Thursday 5 April 2012

Contented cats and fox, too

Before the weather turned wintry again, we had a visit from Chi Mimi next door. Flad seemed pleased to see her and here they are, sunbathing on the deck.



Yeterday, I managed to snap this photo of the two cats and the vixen snaffling a piece of stale chocolate cake. See my wildlife blog for more foxy news.



Monday 2 April 2012

Listless and lacklustre...

What lovely, alliterative words and how well they describe how I'm feeling. Someone at my birthday party gave me a very unwelcome gift in the form of a sinus-y cold. I have now passed the aching and shivering stage and have the head full of porridge stage. I've got through a box of tissues in the last two days. So apologies for not having written anything.
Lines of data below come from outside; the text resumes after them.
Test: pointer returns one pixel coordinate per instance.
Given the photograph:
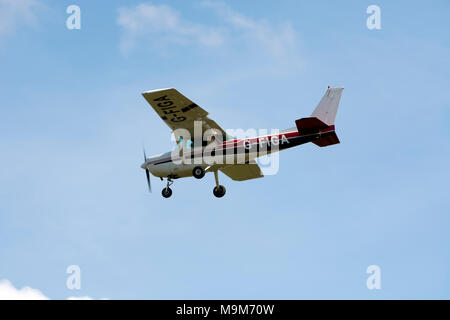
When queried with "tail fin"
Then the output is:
(322, 119)
(327, 108)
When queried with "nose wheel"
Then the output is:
(219, 190)
(167, 192)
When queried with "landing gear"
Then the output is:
(219, 190)
(167, 192)
(198, 172)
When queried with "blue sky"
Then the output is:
(73, 122)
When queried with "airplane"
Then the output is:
(193, 150)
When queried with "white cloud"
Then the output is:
(9, 292)
(163, 21)
(165, 25)
(279, 41)
(16, 12)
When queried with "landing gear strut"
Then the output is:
(198, 172)
(167, 192)
(219, 190)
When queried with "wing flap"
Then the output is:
(178, 112)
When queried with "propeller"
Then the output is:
(147, 173)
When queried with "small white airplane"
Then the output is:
(234, 157)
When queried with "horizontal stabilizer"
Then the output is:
(330, 139)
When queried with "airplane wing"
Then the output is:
(178, 112)
(241, 172)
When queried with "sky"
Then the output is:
(73, 124)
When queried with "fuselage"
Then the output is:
(180, 162)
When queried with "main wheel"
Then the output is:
(220, 191)
(198, 172)
(167, 192)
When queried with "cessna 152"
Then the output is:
(234, 157)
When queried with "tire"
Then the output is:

On the upside, I've used my days in to trawl through my bags of summer clothes and divide them into three heaps: car boot, Ebay and charity shop. The latter have already been the lucky recipients of three bagfulls (should that be bagsful?). I have things I bought new three years ago but haven't worn due to lack of summer. Let's hope last week wasn't this year's summer!

It's decidedly chillier now and the wind feels as if it's come straight from the freezer, yet as I walked to the post office, I was following two young girls in strappy t-shirts, short leggings and plimsolls. I was like the other old ladies, muffled up in jeans and a fleece, no longer struck by the need to brave the elements in order to parade my assets.

The teeth dramas are still ongoing. I have told my dentist that there is no way I can pay £1400 for root canal treatment. He has offered to take the tooth out for £240, which is what the dentist before him charged for taking out the tooth that had given me trouble for three years, and is the reason why I left that dentist, in the mistaken belief that a local one would be cheaper than a central London one. I have two more dentists to try. One is an NHS one who is advertising for new patients (does that mean he is no good and everyone has left the practice?) and the other is a Denplan one and I have been on Denplan before. £36 per month, but that covered nearly everything. Neither can see me for a fortnight. My teeth have a habit of flaring up over Easter. Either way, I feel crucified!!!